I'm reading a proof of the change of variables formula for a $C^1$ diffeomorphism $G:\Omega\subset\mathbb R^n\to\mathbb R^n$ in Folland for the Lebesgue integral, that is $$\int_{G(\Omega)}f(x)\,dx=\int_\Omega f\circ G(x)|\det D_xG|\,dx.$$Here $D_xG$ is the Jacobian matrix. There's a reference to an earlier theorem that I struggle with.

Here's an excerpt from the proof of the change of variables formula in Folland's book (Theorem 2.47, page 76, 2nd edition, 6th and later printings):

Let $W_K=\Omega\cap\{x:|x|<K\text{ and } |\det D_xG|<K\}$. If $E$ is a Borel subset of $W_K$, by Theorem 2.40 there is a decreasing sequence of open sets $U_j\subset W_{K+1}$ such that $E\subset \bigcap_1^\infty U_j$ and $m\left(\bigcap_1^\infty U_j\setminus E\right)=0$.

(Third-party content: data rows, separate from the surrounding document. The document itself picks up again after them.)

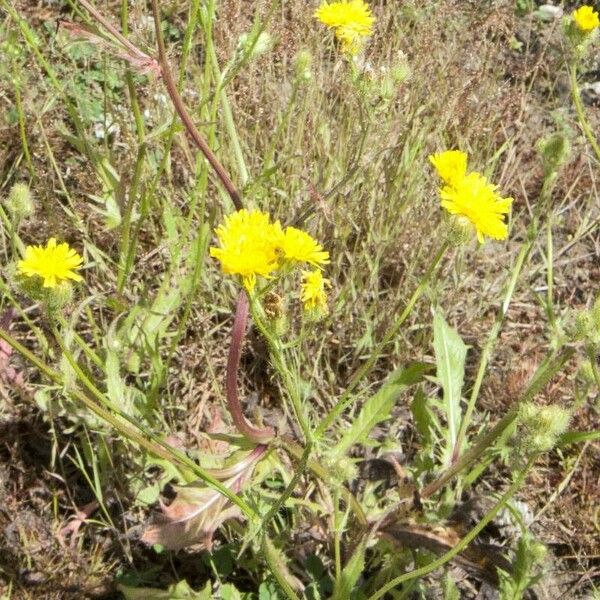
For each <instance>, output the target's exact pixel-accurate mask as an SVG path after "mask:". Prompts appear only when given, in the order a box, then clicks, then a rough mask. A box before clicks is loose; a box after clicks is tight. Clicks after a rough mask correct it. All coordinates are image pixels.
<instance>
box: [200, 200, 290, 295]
mask: <svg viewBox="0 0 600 600" xmlns="http://www.w3.org/2000/svg"><path fill="white" fill-rule="evenodd" d="M216 234H217V239H218V240H219V245H220V247H219V248H214V247H213V248H211V249H210V255H211V256H213V257H214V258H216V259H218V260H219V261H220V262H221V268H222V269H223V272H224V273H227V274H229V275H239V276H240V277H241V278H242V282H243V284H244V287H245V288H246V289H247V290H248V291H249V292H251V291H252V290H253V289H254V286H255V285H256V276H257V275H260V276H261V277H269V275H271V273H273V271H275V270H277V269H278V268H279V254H280V252H279V248H280V245H281V239H282V237H283V231H282V230H281V226H280V225H279V221H277V222H275V223H271V220H270V217H269V215H268V214H267V213H264V212H261V211H259V210H253V211H248V210H246V209H242V210H239V211H237V212H234V213H233V214H231V215H229V216H228V217H226V218H225V222H224V223H223V224H221V225H219V227H217V229H216Z"/></svg>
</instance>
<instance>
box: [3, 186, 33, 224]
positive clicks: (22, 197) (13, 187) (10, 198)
mask: <svg viewBox="0 0 600 600" xmlns="http://www.w3.org/2000/svg"><path fill="white" fill-rule="evenodd" d="M6 207H7V208H8V210H9V212H10V213H11V215H12V217H13V219H14V221H15V224H18V223H20V222H21V221H22V220H23V219H26V218H28V217H30V216H31V215H32V214H33V212H34V210H35V207H34V204H33V198H32V197H31V191H30V189H29V186H28V185H26V184H24V183H16V184H15V185H13V186H12V188H11V189H10V192H9V193H8V198H7V200H6Z"/></svg>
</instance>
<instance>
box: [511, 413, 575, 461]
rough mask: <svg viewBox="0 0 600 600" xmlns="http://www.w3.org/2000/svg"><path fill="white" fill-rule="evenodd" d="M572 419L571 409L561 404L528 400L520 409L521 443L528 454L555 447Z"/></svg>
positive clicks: (520, 439)
mask: <svg viewBox="0 0 600 600" xmlns="http://www.w3.org/2000/svg"><path fill="white" fill-rule="evenodd" d="M570 420H571V413H570V411H568V410H566V409H564V408H562V407H560V406H556V405H554V404H550V405H549V406H537V405H536V404H533V403H531V402H526V403H524V404H523V405H522V406H521V407H520V409H519V416H518V424H519V425H520V428H521V430H522V431H521V433H522V435H521V436H520V440H519V445H520V446H521V448H522V450H524V451H525V452H527V453H528V454H537V453H539V452H546V451H548V450H550V449H552V448H553V447H554V445H555V444H556V441H557V439H558V437H559V436H560V435H561V434H563V433H564V432H565V430H566V429H567V427H568V426H569V421H570Z"/></svg>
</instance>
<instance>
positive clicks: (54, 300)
mask: <svg viewBox="0 0 600 600" xmlns="http://www.w3.org/2000/svg"><path fill="white" fill-rule="evenodd" d="M72 300H73V285H72V284H71V283H70V282H69V281H61V282H60V283H58V284H57V285H56V286H54V287H52V288H44V305H45V307H46V310H47V311H48V313H49V314H53V313H55V312H58V311H60V310H62V309H63V308H65V307H66V306H68V305H69V304H70V303H71V301H72Z"/></svg>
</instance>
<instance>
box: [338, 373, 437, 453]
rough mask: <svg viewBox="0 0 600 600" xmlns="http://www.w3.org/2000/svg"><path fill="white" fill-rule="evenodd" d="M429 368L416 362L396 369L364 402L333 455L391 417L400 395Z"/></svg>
mask: <svg viewBox="0 0 600 600" xmlns="http://www.w3.org/2000/svg"><path fill="white" fill-rule="evenodd" d="M429 368H430V367H429V365H427V364H425V363H419V362H415V363H411V364H410V365H409V366H408V367H404V368H401V369H398V370H397V371H394V373H392V374H391V375H390V376H389V377H388V379H387V381H386V382H385V383H384V384H383V386H382V387H381V389H380V390H379V391H378V392H377V393H376V394H375V395H374V396H371V397H370V398H369V399H368V400H367V401H366V402H365V403H364V405H363V407H362V408H361V410H360V412H359V413H358V416H357V417H356V419H355V420H354V422H353V423H352V425H351V426H350V429H348V431H346V433H345V434H344V435H343V437H342V439H341V440H340V441H339V442H338V444H337V445H336V446H335V448H334V449H333V451H332V455H333V456H334V457H338V458H339V457H341V456H343V455H344V454H345V453H346V452H347V451H348V450H349V449H350V448H351V447H352V446H353V445H354V444H357V443H358V442H360V441H363V440H365V439H366V438H367V436H368V435H369V433H370V432H371V431H372V429H373V428H374V427H375V426H376V425H377V424H378V423H381V421H384V420H385V419H388V418H389V417H390V414H391V411H392V408H393V406H394V404H395V403H396V400H397V399H398V396H399V395H400V394H401V393H402V392H403V391H404V390H405V389H406V388H407V387H409V386H411V385H414V384H415V383H418V382H420V381H422V380H423V377H424V375H425V373H426V372H427V370H428V369H429Z"/></svg>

For reference, see Theorem 2.40 below. I don't understand how he is using Theorem 2.40 in the quoted passage. Which part of Theorem 2.40 is he using? Moreover, I don't understand the role of $W_K$ and in particular, why $U_j\subset W_{K+1}$? It'd be awesome if someone could clarify these points.

 

[psie]

I've worked it out I think. He uses part (a) and everything follows from this. I know, I didn't give a lot of context, but the proof is long.